The Low-Expectations Setup
“We go into the Q2 reporting season with basically saying, oh my gosh, are they really going to be upgrading capex even more?” If hyperscalers confirm they can keep spending without breaking, that would “take the wind out of the sails of some of the AI bears.”
Look at Q1 results against sell-side estimates. Alphabet reported EPS of $5.11 versus a $2.63 consensus, a 94.10% beat, with Google Cloud revenue up 63% year over year and backlog nearly doubling quarter over quarter to over $460 billion. Meta printed $10.44 versus $6.66, a 56.79% beat, though most surprise came from $8.03 billion tax benefit tied to Treasury guidance on R&D costs. Amazon delivered $2.78 versus $1.73, a 60.69% beat, with AWS growing 28%, the fastest in 15 quarters. Microsoft’s AI business run rate hit $37 billion, up 123% year over year. NVIDIA reported data center revenue of $75.25 billion, up 92%, guided to $91 billion in Q2, and disclosed total supply commitments of $119 billion in its quarterly release. Five reports, five beats, most substantial.
Consensus revenue beats have narrowed to 1.24%-3.60% for Microsoft, while EPS beats remain in mid-single digits, meaning the Street is catching up on the top line but still lowballing profitability. Our team’s coverage of the names driving AI infrastructure spending digs into how that plays out across the supply chain.
Why the Debt Fear Is Overblown
The concern is capex financing. Alphabet guided $175 billion to $185 billion for 2026. Amazon set the bar around $200 billion. Meta lifted its range to $125 billion to $145 billion. Free cash flow is compressing at Alphabet, down 46.63% year over year in Q1, and Amazon’s TTM FCF has collapsed as capex nearly doubled.
Tech issuance is only about 10% of total supply so far this year of total supply, meaning the hyperscalers can fund what they need without saturating credit markets. Prediction markets echo the confidence. Polymarket assigns a 94.7% probability that Amazon’s 2026 capex exceeds $170 billion and an 87.5% probability that it exceeds $200 billion. The market is not pricing a funding crunch.

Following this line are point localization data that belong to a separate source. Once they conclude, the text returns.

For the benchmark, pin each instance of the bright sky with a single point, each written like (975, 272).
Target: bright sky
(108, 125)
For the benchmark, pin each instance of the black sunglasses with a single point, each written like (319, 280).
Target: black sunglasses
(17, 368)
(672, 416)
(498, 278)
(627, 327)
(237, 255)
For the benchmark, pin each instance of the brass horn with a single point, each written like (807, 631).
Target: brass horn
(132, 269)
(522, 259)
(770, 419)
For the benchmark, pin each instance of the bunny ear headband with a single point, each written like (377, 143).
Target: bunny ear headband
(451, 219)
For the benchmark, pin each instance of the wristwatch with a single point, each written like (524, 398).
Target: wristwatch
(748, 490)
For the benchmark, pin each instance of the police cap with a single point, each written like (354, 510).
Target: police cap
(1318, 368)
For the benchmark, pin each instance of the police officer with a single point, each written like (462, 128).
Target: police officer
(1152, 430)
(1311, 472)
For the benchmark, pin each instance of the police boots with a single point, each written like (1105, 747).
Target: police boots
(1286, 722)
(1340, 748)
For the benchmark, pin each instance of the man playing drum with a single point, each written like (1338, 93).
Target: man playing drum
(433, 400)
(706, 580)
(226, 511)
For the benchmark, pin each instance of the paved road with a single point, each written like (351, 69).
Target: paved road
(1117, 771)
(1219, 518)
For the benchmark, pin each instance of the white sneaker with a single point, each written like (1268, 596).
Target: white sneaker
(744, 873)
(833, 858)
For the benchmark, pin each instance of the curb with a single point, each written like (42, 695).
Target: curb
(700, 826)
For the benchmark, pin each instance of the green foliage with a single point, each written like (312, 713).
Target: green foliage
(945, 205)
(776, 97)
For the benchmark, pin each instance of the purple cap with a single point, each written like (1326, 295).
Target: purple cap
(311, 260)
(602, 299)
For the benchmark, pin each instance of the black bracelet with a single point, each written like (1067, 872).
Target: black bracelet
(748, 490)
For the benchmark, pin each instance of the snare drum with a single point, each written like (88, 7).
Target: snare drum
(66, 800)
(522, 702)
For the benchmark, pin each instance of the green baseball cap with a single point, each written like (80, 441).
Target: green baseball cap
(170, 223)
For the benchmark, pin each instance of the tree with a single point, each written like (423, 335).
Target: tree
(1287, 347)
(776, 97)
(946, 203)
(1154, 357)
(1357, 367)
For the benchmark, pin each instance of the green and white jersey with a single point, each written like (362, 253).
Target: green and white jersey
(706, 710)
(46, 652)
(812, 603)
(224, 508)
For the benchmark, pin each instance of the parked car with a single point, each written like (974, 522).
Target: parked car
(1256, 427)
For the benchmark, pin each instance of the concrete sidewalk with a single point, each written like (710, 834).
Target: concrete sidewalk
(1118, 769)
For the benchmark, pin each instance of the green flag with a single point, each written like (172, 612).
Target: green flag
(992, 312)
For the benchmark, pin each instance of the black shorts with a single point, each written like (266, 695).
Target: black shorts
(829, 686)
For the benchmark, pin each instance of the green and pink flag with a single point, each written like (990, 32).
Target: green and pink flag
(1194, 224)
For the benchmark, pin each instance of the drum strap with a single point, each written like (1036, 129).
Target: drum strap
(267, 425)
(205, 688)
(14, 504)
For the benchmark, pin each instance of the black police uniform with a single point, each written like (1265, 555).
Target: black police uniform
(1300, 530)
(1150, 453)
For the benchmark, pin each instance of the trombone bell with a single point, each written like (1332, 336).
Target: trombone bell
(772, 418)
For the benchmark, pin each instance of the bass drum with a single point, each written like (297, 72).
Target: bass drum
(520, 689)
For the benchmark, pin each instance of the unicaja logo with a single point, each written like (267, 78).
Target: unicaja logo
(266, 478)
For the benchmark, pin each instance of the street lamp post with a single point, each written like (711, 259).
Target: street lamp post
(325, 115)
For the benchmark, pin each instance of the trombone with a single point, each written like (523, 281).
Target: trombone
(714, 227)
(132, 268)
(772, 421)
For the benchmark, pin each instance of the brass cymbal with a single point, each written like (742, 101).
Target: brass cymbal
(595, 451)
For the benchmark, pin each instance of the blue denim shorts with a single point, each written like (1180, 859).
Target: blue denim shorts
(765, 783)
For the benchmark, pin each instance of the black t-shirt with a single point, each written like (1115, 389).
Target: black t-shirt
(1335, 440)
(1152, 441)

The Broadening Trap and What to Watch
Tech and AI within the S&P are up more than 40% since early March, while the other roughly 50% of the index has only clawed back its losses over the same window. Alphabet is up 18.84% from March 2 through July 7. Amazon is up 18.04% over the same window. NVIDIA gained 8.05%. Meta actually slipped 5.65%, and Microsoft fell 2.22%, both weighing on the group’s average while the broader complex ran.
Kettner expects broad-based earnings delivery in coming weeks, then a fading catalyst. Watch three things in Q2 earnings reports. Whether capex guidance ticks higher again, particularly at Alphabet after its $35.67 billion Q1 spend. Whether AWS maintains its 28% growth rate or accelerates further. And whether NVIDIA’s Q2 guide of $91 billion proves conservative when management reports in late August. Kettner thinks it will. Nobody expects the upgrade cycle to continue. If it does, the bears lose their footing.